L’Autoroute A89 est particulièrement attractive pour l’installation d’activités économiques. Le nouvel échangeur de Lezoux a généré la création de l’une des plus grandes zones d’activité auvergnate. La création de l’A72 en 1978 (première autoroute auvergnate reliant Clermont-Ferrand à Saint-Etienne), a suscité l’apparition d’autres zones d’activité comme celle de Racine à La-Monnerie-le-Montel qui a fait l’objet d’une étude de réhabilitation en 2000 en ce qui concerne la qualité de ses espaces publics. Ces zones concentrant de nombreuses entreprises sont particulièrement perceptibles au quotidien dans cet ensemble de paysages.
4. EXPERIENCES OU ENDROITS SINGULIERS
4.1 Le point de vue panoramique et lointain sur la plaine de Limagne et la chaîne des Puys depuis la terrasse des remparts à Thiers.
Par temps clair, il fait partie des plus beaux panoramas d’Auvergne.
4.2 Le point de vue du Rocher de Borbes.
Sur la route de Sainte-Agathe, il offre une vision sur la grande Limagne et la plaine de Varennes.
4.3 Le point de vue sur Thiers en arrivant par la plaine.
C’est une vision en contreplongée rare et quasi exotique d’une ville accrochée aux pentes surplombant la plaine. On a plus l’habitude de cette vision en modèle plus réduit (bourg ou village à flanc de relief).
4.4 La vallée des Rouets.
La vallée des Rouets est aujourd’hui un site protégé par la politique des sites. Il a fait l’objet d’un aménagement simple permettant l’accueil des visiteurs et expliquant le quotidien des anciens ouvriers des rouets (cf. Marlin C., Pernet A., Analyse et bilan de la politique des sites protégés dans le département du Puy-de-Dôme, Diren Auvergne, 2009).

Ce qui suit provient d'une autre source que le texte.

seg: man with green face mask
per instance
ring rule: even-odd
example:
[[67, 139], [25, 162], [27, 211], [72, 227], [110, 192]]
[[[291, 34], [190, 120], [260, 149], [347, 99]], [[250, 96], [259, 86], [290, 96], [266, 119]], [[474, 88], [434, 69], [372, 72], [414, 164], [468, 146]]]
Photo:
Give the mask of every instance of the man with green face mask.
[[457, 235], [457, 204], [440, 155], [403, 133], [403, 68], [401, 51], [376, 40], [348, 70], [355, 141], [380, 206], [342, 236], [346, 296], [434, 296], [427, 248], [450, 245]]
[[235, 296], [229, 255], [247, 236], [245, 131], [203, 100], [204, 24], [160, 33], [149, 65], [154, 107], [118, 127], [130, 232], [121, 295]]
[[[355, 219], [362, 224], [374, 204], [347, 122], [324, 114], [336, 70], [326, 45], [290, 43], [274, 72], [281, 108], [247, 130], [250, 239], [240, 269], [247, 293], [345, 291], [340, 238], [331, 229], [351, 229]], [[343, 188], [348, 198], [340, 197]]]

4.5 Les points de vue sur la vallée des Rouets depuis les villages anciens perchés au bord de la route D2089.
4.6 Le promontoire de la chapelle Saint-Roch à Thiers.
Le petit promontoire offre une vue sur la zone industrielle ancienne du creux de l’Enfer, sur la bande des jardins vivriers qui occupent le versant entre la ville noire et la ville haute. C’est l’un des points de vue les plus didactiques de l’histoire de l’organisation spatiale de Thiers (cf. Marlin C., Pernet A., Analyse et bilan de la politique des sites protégés dans le département du Puy-de-Dôme, Diren Auvergne, 2009).
4.7 La force visuelle et sonore de l’eau au Creux de l’Enfer.
C’est l’un des spectacles de la force de l’eau les plus impressionnants d’Auvergne. L’étroitesse de la vallée au Creux de l’Enfer et aujourd’hui le caractère fantomatique de cette partie de ville participent de cette impression (cf. Marlin C., Pernet A., Analyse et bilan de la politique des sites protégés dans le département du Puy-de-Dôme, Diren Auvergne, 2009).
5. CE QUI A CHANGE OU EST EN TRAIN DE CHANGER
- La reconquête urbaine du centre ancien de Thiers
La ville a fait l’objet d’un projet de renouvellement urbain complexe (programme ANRU) qui a permis non seulement de réhabiliter en logement de vieux immeubles du centre ville mais aussi de construire une grande place centrale sur un parking et de détruire des barres de logements construites dans les années soixante à flanc de coteau (cf. Exemples de projets locaux : ANRU de Thiers). - Le développement des friches industrielles.
Les anciennes zones industriels, peu pratiques, sont facilement délaissées au profit de nouvelles zones créées au bord de l’A89. - Le développement résidentiel sur les "balcons" surplombant la vallée.
La proximité de l’A89 génère une forte pression de l’habitat, notamment très perceptible quand cet habitat privatise petit-à-petit les rues en balcon sur la vallée. - L’étalement des zones commerciales et industrielles dans la plaine au pied de Thiers.
Cet étalement perpétue le caractère relativement schématique de l’organisation spatiale de Thiers : ville haute opposée à ville basse au 19ème siècle ; ville ancienne opposée à ville industrialo-commerciale dans la deuxième moitié du 20ème siècle (cf. Grandes composantes de paysages : la deuxième ville et la deuxième zone d’activité).